Abstract
Pancreatic cancer is a leading cause of cancer-related
 deaths in developed countries, with a 5-year average
 survival rate of less than 5%, making it a malignant
 disease. Gemcitabine (GEM), an FDA-approved
 pyrimidine antimetabolite, is widely used in pancreatic
 cancer treatment. However, due to its targeting of
 all dividing cells, severe side effects are frequently
 observed in patients undergoing GEM treatment for
 pancreatic cancer. Consequently, meta-analyses have
 shown that the combination of GEM with other active
 compounds significantly improves the 1-year survival
 rate of pancreatic cancer patients. Epigallocatechin-
 3-gallate (EGCG), an active compound found in
 green tea (Camellia sinensis), has proven anticancer
 activity in pancreatic cancer. Subsequent studies have
 demonstrated that EGCG enhances the sensitivity of
 pancreatic cancer cells to GEM. However, among
 the studies conducted to date, the impact of the
 combination of EGCG and GEM on the expression
 of critical microRNAs, which act as key epigenetic
 regulators in pancreatic cancer pathology, has not
 been investigated.
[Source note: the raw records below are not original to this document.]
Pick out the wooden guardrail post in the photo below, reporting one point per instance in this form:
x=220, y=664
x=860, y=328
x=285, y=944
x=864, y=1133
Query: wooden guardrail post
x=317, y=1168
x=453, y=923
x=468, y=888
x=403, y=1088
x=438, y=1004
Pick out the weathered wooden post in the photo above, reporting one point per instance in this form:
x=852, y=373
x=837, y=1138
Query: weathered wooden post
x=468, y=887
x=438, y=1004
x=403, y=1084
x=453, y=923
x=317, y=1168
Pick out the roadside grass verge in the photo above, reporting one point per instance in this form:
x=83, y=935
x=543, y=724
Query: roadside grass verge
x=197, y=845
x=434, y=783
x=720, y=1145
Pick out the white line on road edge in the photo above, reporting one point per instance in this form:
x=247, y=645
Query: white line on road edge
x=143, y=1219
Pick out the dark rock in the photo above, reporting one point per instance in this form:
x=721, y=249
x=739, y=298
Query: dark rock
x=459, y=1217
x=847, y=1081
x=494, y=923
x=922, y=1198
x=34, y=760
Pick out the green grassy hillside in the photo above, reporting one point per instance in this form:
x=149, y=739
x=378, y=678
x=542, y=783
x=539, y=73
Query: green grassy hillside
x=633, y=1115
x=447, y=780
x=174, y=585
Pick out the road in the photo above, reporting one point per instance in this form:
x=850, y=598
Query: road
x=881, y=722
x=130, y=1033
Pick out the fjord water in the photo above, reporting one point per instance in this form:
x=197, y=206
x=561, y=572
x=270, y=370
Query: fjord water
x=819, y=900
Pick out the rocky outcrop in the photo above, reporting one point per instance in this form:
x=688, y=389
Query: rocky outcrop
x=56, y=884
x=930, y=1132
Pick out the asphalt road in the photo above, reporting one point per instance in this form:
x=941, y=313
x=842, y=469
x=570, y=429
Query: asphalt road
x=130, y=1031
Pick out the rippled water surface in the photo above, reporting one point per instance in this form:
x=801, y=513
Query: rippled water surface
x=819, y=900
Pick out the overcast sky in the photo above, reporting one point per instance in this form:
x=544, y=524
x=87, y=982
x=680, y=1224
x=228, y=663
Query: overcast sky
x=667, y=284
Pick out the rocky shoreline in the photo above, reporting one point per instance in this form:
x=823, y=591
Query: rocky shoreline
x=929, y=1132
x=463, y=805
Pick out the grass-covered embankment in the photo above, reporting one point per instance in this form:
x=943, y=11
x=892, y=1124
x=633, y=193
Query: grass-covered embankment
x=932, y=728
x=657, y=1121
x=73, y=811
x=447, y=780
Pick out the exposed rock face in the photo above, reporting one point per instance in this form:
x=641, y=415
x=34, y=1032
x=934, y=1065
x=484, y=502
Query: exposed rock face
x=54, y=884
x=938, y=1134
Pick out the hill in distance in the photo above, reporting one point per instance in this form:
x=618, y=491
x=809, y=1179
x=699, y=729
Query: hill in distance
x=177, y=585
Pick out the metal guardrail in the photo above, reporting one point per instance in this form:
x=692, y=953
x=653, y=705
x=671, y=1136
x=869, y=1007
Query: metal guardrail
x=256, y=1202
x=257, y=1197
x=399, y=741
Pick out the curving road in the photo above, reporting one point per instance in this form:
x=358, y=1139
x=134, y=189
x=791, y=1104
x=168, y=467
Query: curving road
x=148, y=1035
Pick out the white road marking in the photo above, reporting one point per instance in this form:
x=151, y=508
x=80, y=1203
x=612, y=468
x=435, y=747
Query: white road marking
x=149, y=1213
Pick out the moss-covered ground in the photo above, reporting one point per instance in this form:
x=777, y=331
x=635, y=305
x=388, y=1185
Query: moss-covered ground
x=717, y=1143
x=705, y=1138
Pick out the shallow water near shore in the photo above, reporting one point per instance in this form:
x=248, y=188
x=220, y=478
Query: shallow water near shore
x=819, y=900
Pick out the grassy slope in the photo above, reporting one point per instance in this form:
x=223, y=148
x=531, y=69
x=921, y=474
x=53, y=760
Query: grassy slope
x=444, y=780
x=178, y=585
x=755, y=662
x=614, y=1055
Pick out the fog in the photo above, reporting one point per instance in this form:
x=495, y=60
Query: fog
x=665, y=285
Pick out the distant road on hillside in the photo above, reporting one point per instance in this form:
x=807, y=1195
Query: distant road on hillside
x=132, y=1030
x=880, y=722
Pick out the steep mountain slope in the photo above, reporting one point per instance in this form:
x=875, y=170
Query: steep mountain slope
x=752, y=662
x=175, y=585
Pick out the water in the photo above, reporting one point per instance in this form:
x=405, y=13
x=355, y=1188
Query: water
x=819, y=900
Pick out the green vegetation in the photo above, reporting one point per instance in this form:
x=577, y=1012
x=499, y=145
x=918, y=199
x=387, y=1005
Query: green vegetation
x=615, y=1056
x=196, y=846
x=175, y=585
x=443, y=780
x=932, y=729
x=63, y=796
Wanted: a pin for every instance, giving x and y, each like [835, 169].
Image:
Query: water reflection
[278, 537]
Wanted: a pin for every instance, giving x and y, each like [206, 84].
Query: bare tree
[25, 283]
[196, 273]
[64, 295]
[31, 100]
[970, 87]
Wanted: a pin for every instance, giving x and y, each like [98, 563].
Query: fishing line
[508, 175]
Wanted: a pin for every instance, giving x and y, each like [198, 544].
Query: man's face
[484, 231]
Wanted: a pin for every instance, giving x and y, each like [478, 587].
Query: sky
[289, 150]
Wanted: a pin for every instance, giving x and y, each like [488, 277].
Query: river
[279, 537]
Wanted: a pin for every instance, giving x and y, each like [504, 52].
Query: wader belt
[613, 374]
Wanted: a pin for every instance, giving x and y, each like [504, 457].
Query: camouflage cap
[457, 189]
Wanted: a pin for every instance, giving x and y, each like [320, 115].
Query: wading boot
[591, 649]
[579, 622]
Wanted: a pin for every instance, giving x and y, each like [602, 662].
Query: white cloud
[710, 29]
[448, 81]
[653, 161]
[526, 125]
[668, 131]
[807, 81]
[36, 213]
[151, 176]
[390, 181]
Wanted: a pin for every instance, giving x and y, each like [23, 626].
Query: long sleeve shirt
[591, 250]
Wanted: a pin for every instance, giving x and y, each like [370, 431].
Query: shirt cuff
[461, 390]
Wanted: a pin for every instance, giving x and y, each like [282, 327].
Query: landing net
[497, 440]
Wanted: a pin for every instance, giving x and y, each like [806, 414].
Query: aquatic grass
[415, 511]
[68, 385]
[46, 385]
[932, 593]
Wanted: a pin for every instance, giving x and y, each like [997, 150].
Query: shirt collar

This study aims to determine the
 cytotoxic and apoptotic effects of the combination of
 GEM and EGCG on PANC1 cells and to examine its
 effectiveness on the expression levels of microRNAs
 involved in cancer progression.
 Material and Method
 Cytotoxicity of GEM and EGCG in PANC1 cells was
 assessed using the WST-1 assay, and combination
 effects were analyzed using isobologram analysis.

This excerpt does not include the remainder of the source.